Sulla strada di casa verso l’autonomia

Migliaia di storie, di incontri. Realizzati “Sulla strada di casa”, che non è soltanto uno spazio fisico dove abitare. È un luogo di realizzazione ed espressione della persona. È famiglia, sicurezza, protezione. Ci sono però persone e famiglie che vivono un’esperienza di forte instabilità legata all’abitazione. Riguardo a costoro, gli operatori del centro di ascolto della Caritas diocesana di Fano-Fossombrone-Cagli-Pergola si sono chiesti come provare a dare risposte organizzate e significative, senza dimenticare l’approccio educativo. Dal 2014, in rete con altri soggetti del territorio pubblici e privati, per aiutare persone che esprimono un disagio abitativo (morosità, sfratti, difficoltà a reperire alloggi) hanno lanciato il progetto “Sulla strada di casa”, finanziato con fondi otto per mille, per coordinare diversi strumenti d’aiuto vecchi e nuovi: percorsi di accompagnamento individualizzati e responsabilizzanti, volti all’orientamento per la ricerca dell’alloggio a lungo termine per chi ha un reddito più o meno stabile; messa in rete di tutte le strutture di pronta accoglienza (dormitori) per le persone senza dimora e di passaggio nel territorio, di seconda accoglienza, di realtà (famiglie e parrocchie) accoglienti.

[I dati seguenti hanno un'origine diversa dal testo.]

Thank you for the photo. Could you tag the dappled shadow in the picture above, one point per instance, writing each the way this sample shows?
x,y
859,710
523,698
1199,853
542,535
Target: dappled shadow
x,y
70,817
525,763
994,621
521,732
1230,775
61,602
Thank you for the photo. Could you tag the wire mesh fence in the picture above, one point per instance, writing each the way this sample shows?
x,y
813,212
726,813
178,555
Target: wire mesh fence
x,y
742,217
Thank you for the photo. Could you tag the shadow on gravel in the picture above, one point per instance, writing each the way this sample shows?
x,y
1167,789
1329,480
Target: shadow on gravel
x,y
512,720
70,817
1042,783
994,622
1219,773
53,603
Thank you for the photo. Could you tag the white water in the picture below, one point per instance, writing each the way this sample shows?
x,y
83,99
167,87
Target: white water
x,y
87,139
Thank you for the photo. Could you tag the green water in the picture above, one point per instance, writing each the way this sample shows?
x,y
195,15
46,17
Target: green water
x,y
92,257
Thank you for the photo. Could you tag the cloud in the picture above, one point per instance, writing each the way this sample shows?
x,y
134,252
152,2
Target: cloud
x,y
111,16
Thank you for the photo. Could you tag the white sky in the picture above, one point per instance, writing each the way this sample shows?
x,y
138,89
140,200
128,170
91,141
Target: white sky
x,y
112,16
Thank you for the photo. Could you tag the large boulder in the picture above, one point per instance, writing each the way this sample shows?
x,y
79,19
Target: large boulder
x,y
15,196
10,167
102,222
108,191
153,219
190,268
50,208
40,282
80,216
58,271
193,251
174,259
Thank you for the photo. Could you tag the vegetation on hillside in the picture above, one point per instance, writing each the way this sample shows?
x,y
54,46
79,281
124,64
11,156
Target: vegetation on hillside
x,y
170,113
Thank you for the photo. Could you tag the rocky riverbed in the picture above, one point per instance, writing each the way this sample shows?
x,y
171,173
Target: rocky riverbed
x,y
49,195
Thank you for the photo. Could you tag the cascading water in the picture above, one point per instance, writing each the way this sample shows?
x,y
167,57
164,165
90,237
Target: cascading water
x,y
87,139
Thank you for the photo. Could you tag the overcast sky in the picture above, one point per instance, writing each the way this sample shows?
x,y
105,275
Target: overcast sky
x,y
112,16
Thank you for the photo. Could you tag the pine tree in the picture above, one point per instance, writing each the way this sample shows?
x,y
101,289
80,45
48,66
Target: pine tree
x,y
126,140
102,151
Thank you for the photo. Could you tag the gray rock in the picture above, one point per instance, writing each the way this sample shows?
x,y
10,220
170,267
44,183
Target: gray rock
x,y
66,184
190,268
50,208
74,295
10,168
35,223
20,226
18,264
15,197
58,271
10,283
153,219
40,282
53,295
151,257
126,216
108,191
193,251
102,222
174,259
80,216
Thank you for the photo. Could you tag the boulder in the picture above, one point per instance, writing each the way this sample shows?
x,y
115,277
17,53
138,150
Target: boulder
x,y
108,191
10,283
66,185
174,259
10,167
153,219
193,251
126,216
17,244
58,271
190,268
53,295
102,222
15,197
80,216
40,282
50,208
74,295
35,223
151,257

Ma anche contributi economici, in collaborazione con i servizi sociali dei comuni, per depositi cauzionali, affitti, utenze, fondo rischi affitti, anche al fine di sanare sofferenze bancarie; accoglienze temporanee in 8 minialloggi gestiti dalla Fondazione Caritas Fano onlus, in collaborazione con la cooperativa sociale Casa Accessibile e attraverso contratti di affitto di natura transitoria, verso forme di autonomia lavorativa e abitativa. Il Report dati 2017 del centro di ascolto diocesano, pubblicato a fine 2018, evidenzia che sono ben 83 i nuclei familiari e 771 le persone incontrate che hanno espresso la richiesta di aiuto legata a un disagio abitativo. Ora, con gli sviluppi del progetto, la sfida è, raggiunto l’obiettivo primario della “casa”, aiutare a trovarne e custodirne “le chiavi”: ovvero, aiutare le persone ad acquisire modi, strategie e risorse per prendersi cura di sé e dei propri cari, in piena autonomia.